The pension fund for workers in Australia’s pulp and paper industry sold its stake in the country’s largest publisher News Corp. (NWSA), saying the company controlled by Rupert Murdoch needs a more independent board.
First Super, which invests about A$1.7 billion ($1.8 billion) for about 72,000 members in the country’s timber, pulp, paper, and furniture industries, said it was selling the stake after the failure of a push at the company’s annual shareholder meeting for an independent chairman and more independent directors.
Murdoch is News Corp.’s chairman and chief executive and has the largest voting stake in the company, with about 40 percent of Class B shares. That control, combined with a 7 percent voting stake held by Prince Alwaleed bin Talal, a friend of the Murdoch family, makes it difficult to enact changes to the board, an arrangement criticized at News’s annual shareholder meeting in October.

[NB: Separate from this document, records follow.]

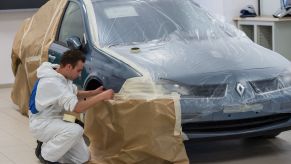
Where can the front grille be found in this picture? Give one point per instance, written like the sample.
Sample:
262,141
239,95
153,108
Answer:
263,86
233,125
205,91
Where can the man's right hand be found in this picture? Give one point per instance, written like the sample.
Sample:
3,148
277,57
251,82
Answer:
107,95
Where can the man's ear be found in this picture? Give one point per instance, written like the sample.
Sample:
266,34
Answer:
69,67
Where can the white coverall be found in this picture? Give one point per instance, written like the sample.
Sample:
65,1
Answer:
62,141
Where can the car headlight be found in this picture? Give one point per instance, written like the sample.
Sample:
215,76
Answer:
286,80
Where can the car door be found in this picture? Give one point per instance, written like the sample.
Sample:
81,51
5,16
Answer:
72,24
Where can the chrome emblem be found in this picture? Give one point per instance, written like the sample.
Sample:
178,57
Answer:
240,89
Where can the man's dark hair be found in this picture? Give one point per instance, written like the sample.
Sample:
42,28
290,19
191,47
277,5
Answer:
72,57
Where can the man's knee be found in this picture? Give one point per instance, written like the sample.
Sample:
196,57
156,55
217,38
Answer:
76,131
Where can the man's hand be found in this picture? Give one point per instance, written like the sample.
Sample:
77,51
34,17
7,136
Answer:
107,95
86,94
98,90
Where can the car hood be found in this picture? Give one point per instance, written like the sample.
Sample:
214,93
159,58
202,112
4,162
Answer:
183,60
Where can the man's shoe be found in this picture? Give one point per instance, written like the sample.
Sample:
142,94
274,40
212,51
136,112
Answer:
38,148
42,160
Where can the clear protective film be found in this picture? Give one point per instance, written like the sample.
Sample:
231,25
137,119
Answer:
214,67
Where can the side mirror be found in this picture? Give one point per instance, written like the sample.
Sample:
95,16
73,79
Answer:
74,43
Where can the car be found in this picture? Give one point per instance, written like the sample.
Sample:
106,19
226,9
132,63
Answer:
229,87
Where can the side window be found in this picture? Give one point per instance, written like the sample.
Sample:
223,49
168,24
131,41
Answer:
72,23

“The interests of minority shareholders have too often been compromised,” Michael O’Connor, co-chairman of the fund, said in the statement. Executives of News Corp. (NWS) were paid “outrageous amounts of money,” he said.
News Corp. shares traded in Sydney rose 1 percent to A$25.745 as of 2:35 p.m., compared with a 0.3 percent gain in the S&P/ASX 200 index.

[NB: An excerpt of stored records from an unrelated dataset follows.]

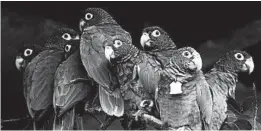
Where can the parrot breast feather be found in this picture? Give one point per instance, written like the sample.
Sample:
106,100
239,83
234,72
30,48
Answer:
65,94
38,79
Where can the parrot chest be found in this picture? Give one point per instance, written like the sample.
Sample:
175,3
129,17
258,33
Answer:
219,110
180,110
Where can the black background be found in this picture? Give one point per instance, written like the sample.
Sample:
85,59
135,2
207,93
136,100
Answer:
188,23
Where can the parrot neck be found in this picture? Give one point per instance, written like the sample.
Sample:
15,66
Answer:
226,81
53,44
132,54
161,50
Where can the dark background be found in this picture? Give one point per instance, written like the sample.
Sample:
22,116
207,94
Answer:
211,27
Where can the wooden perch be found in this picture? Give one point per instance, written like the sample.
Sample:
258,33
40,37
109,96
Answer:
256,108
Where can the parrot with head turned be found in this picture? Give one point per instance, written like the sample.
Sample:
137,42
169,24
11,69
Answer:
222,79
70,97
38,64
184,96
98,29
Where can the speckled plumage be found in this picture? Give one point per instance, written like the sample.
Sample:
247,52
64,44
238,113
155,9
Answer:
98,31
222,79
193,106
38,77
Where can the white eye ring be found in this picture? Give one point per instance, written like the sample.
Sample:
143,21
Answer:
28,52
156,33
88,16
187,54
239,56
67,48
66,36
117,43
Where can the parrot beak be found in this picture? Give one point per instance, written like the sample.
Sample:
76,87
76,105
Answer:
145,40
76,37
81,25
175,88
249,65
20,63
197,62
109,53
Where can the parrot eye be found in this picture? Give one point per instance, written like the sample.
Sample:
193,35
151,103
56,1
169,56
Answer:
117,43
156,33
67,36
88,16
67,48
28,52
239,56
187,54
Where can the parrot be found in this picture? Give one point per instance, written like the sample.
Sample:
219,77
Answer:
38,64
222,79
159,47
184,96
70,97
125,58
99,28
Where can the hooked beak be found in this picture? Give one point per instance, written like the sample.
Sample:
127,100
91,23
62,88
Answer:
76,37
175,88
109,53
249,65
196,63
145,40
20,63
81,25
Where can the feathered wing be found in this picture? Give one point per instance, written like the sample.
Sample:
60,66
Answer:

The shares sold by First Super are worth about A$7 million, Phil Davey, an external spokesman for the fund at Mountain Media Pty., said by phone. That’s about 0.01 percent of News Corp.’s A$60 billion market value.

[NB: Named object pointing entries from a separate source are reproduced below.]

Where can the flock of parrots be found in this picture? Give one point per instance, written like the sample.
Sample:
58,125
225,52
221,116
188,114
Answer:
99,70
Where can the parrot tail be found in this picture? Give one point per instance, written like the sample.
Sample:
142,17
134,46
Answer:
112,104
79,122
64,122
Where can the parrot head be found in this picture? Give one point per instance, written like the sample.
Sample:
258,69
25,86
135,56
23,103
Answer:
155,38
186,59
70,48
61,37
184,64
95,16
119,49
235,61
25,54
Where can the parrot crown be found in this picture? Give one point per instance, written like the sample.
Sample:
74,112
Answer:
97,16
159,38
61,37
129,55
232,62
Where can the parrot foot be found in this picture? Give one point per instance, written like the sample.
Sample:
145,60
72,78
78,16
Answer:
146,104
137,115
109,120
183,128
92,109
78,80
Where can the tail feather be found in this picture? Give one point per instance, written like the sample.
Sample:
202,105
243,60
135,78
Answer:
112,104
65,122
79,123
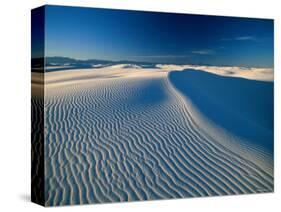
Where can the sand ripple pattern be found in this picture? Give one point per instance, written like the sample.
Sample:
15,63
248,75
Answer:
115,140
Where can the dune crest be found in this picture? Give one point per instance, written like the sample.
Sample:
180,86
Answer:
130,133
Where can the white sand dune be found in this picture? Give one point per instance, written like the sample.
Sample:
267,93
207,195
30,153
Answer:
128,133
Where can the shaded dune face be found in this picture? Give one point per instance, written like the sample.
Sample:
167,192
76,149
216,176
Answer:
134,138
243,107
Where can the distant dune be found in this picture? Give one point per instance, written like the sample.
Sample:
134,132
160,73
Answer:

Investors who favor splitting the chairman and chief executive roles include the California Public Employees’ Retirement System, the biggest U.S. pension fund. Bloomberg LP, the parent of Bloomberg News, competes with News Corp. units as a supplier of financial information.
Stephen Browning, a spokesman for News Corp.’s Australian publishing unit News Ltd., said he wasn’t able to comment on group issues. Julie Henderson and Nathaniel Brown, New York- based spokesmen for News Corp., didn’t immediately respond to an e-mail sent out of office hours requesting comment.